Price too low and you can’t make a living — but price too high and lose your customers.

It’s a complex problem. One that we pulled apart in the previous posts with UEAR. Unhide requirements, Expose assumptions, Add limitations, and Respect constraints.

We’d just exposed both assumptions.

The first, that the single price for the lowest common denominator really assumes that all Byrne’s customers are the same — but they’re not! Some can pay a lot more than you or I — especially the billionaires. The second assumption is that The Diff should have only one price.

But many products have different prices when only small parts are different.

After all, a pro-plan on ConvertKit costs more, but it’s still ConvertKit. So now we’ve exposed the assumptions we need to follow the rest of UEAR. We need to add limitations and respect Byrne’s constraints.

Let’s start with the constraints.

He’s a prolific writer, but he’s still one man. So creating a new newsletter is probably too much. His constraint is his time — and it’s already maxed out.

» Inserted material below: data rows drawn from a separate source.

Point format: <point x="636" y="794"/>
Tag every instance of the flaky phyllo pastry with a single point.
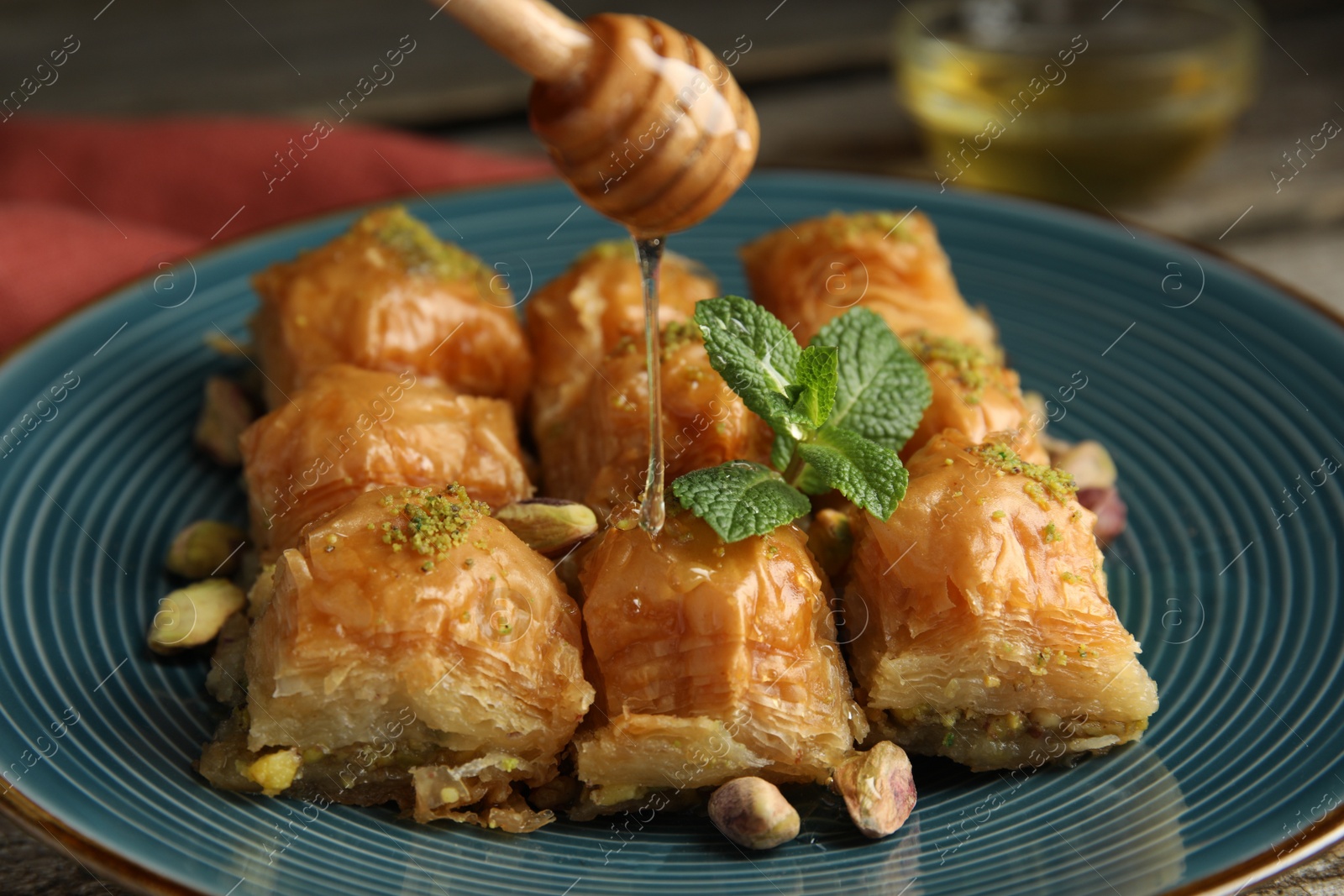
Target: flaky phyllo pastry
<point x="887" y="262"/>
<point x="390" y="296"/>
<point x="591" y="406"/>
<point x="980" y="622"/>
<point x="349" y="430"/>
<point x="414" y="627"/>
<point x="710" y="661"/>
<point x="974" y="396"/>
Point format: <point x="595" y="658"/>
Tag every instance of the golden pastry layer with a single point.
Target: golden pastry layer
<point x="584" y="313"/>
<point x="974" y="396"/>
<point x="980" y="624"/>
<point x="890" y="262"/>
<point x="412" y="611"/>
<point x="710" y="661"/>
<point x="390" y="296"/>
<point x="349" y="430"/>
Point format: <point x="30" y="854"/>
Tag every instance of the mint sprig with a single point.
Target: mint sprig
<point x="840" y="410"/>
<point x="884" y="387"/>
<point x="739" y="499"/>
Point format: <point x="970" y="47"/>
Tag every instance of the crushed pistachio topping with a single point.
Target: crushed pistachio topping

So let’s add a limitation that we need to combine both of the assumptions we’ve identified and we can’t create anything new.

If we looked at Byrne’s customers by their ability to pay, and created different tiers of The Diff, what would happen? We could have a premium product for the billionaires — say early access to each article. And we could have an honour system for the corporate accounts — no difference in product, but just because the company is footing the bill.

Once you start using UEAR, all sorts of solutions occur.

Of course, there might be other hidden requirements — there are many other aspects to pricing. Or Byrne might not want to leave Substack, where each newsletter is a single product with a single price. However, a choice is not really a constraint — it’s a limitation.

And we can pull apart that choice with UEAR as well.